Таким образом, то, что обычно относят к "вине" ИДЕАЛОВ революции, ее лозунгов, ее устремлений, на самом деле оказывается по большей части неразлучно связано с ней как с ЯВЛЕНИЕМ. Сами же идеалы вполне могут быть и осуществимыми.
Тем не менее очевидно, что само это кровопролитие как-то связано с понятием утопичности. Во всякой революции — да, в этом "демки" правы — витает тень утопии. В нашей она более чем заметна. И дело вовсе не в том, осуществим социализм или нет. Дело в том, что абсурдно было строить социализм в стране на 85% крестьянской. Это не отвечает ни Марксу, ни Энгельсу. О чем, кстати, тогда говорили многие и многие.
Здесь мы выходим на другой важный вопрос. А именно: является ли утопичность понятием вечным — или временным? Может ли быть, что то, что ни в коем случае не могло воплотиться в одном времени, было воплощено в другом?
Конечно, мне следовало бы извиниться за детсадовский уровень таких рассуждений. Но что делать, если лица "демократического" или около того направления кидают выводы, полностью игнорирующие даже такие рассуждения? Вот и приходится делать выводы на уровне "для бестолковых объясняю".
Безусловно, очень многие вещи и явления, абсолютно невозможные при одном состоянии общества, оказываются при другом единственным выходом из положения. Так, например, в прежних обществах были невозможны бумажные деньги — и, надо сказать, попытки их внедрения часто оканчивались катастрофой и провалом. Почему? Потому что, например, в предреволюционной Франции XVIII века, при том состоянии ее экономики, при том уровне развитости общества бумажные деньги (которые пытался тогда ввести финансист Дж. Ло) были утопией. А через сто лет, наоборот, эти деньги были единственным решением, а чеканка их из драгоценных металлов — архаизмом.

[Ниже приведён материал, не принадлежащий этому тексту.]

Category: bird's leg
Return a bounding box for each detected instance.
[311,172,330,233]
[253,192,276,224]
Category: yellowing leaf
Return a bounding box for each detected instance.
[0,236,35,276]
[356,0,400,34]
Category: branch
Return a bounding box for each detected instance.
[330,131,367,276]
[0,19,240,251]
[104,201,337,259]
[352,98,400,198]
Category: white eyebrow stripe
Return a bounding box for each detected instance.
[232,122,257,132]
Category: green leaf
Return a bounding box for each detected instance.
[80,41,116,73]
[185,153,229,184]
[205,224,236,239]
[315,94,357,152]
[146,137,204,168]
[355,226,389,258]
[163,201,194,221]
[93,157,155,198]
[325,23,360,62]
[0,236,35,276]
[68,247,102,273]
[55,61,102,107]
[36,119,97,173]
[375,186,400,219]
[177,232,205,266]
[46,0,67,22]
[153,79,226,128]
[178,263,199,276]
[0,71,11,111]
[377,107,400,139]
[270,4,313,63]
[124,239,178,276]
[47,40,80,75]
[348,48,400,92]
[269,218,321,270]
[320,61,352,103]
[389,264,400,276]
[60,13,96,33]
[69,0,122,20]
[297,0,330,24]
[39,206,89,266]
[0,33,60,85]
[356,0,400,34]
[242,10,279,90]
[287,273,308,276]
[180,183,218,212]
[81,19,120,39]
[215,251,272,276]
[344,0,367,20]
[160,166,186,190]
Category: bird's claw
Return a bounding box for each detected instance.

Можно сказать, что всякая революция представляет собой утопию — но утопию системы Ло, то есть преждевременное введение в жизнь того, что вполне может — и даже должно — воплотиться в будущем, но для чего общество в настоящий момент еще не созрело. Кстати, это есть в одном из писем Энгельса: он открыто говорит о том, что, может быть, ход будущей революции увлечет их к экспериментам, для воплощения которых, как они сами знают лучше других, время еще не настало. И, надо сказать, в каждой революции огромную роль играют именно такие нетерпеливцы, рвущиеся вперед, — словом, "Джоны Ло", только с наганом. Про нашу революцию нечего и говорить. Но и в Английском мятеже, и во Французской революции прослеживаются люди, опережающие свое время — и не желающие этого замечать. Они стараются воплотить то, для чего еще не настало время, — и, стараясь достигнуть невозможного (СЕГОДНЯ невозможного!), губят и других, и нередко — себя. Робеспьер пробует командовать ценами — и терпит неудачу, послужившую для него прямой дорогой к гильотине, а для многих рядовых французов обернувшуюся голодной смертью. Уже потом, более чем через сто лет, в других условиях, тоже тяжелых, но не столь чрезвычайных, обладая гораздо меньшей властью, это будут делать Кейнс и Гэлбоейт — и добьются невиданного успеха. Вот вам и Робеспьер — как Ло с гильотиной!